El sistema constitucional de las democracias de Occidente, debe ser orgullo común de todos los ciudadanos, quienes son también sus mayores defensores, lo mismo que la idea de una serie de principios normativos que no dependen de la voluntad de una persona, de un grupo, de una religión, etc., como es la muy libertaria y filosófica ética, la misma que nos da para someter a juicio los abusos a cualquier pensamiento que no se identifique con posiciones mayoritarias, e incluso, los defienda y bajo sus auspicios se acceda a una sociedad más justa y tolerante.
Es así que podemos decir que hablar de una “constitución moral”, como el señor Andrés Manuel López Obrador, o es un sinsentido, que procede de una ambigüedad malintencionada –pues la ambigüedad oculta la auténtica intención de “algo”-, o bien, es un manifiesto claramente dirigido a un sector de la sociedad identificado con una serie de principios morales, que pueden entrar en contradicción muy seria con nociones estrictamente éticas. Apelar a términos morales de grupo, es un recurso demagógico bastante común que busca agradar a la congregación de comulgantes moralistas, pero lo que resulta extraño (exótico, y sucio a la vez) es comprometer la lucha legítima de la izquierda política, que objetivamente retoma varios de los principios ilustrados en su causa, y que históricamente ha luchado en contra de anteposiciones económicas, religiosas y sociales, para que violenten un entorno de justicia en donde la diversidad de la sociedad encuentre cabida, y la lucha por el reconocimiento de las causas –como aquellas de las llamadas “minorías”- quede establecido en el sistema legal, por encima de intereses grupales.

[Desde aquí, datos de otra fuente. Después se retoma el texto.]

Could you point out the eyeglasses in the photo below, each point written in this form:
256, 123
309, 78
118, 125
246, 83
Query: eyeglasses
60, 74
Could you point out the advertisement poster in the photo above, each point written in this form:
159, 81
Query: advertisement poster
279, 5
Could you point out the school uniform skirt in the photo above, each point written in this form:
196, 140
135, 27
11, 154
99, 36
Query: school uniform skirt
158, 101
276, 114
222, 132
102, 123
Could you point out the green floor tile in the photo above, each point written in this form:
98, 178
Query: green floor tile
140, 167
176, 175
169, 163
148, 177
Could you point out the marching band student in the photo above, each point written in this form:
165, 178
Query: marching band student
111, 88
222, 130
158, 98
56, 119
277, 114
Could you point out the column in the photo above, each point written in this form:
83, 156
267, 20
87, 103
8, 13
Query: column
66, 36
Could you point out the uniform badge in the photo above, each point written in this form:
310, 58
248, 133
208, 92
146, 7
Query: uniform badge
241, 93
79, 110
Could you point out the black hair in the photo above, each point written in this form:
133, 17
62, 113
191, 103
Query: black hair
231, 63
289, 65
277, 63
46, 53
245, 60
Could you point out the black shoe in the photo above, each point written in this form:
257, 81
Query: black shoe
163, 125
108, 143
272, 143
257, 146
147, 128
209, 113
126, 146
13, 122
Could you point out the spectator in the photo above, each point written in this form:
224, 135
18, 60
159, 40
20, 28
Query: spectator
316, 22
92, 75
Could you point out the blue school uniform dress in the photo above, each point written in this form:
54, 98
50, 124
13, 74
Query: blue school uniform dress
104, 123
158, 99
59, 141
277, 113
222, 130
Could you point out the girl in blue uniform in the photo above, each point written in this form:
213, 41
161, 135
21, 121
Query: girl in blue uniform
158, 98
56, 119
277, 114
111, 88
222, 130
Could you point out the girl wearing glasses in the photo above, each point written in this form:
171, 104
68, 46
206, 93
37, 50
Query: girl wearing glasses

Violentar el discurso, tiene consecuencias que trascienden a un escrito, que no tiene que ver con consideraciones filológicas o exámenes lógicos y de lenguaje, es el gobierno de un país arrojado a las manos de un grupo de fariseos, que falsifican las palabras y en un mismo saco violentan derechos, o aspiran a “limpiezas” morales, solamente para satisfacer a un electorado de tendencias ideológicas (y quizás, en sí mismas minoritarias) muy poco relacionadas con la herencia de una izquierda laica, y en términos “mexicanos”: “juarista”, a la que se supone adicto el señor López Obrador, pero cuyo discurso ambiguo (o “hipócrita”) no rinde ninguna gracia, tanto como su alianza con criminales y gentes que no entran ni en los terrenos ni de lo “moral”, ni muchos menos de lo “ético”. Es una traición a lo que de más caro tiene la lucha de la izquierda: justicia social e igualdad de derechos.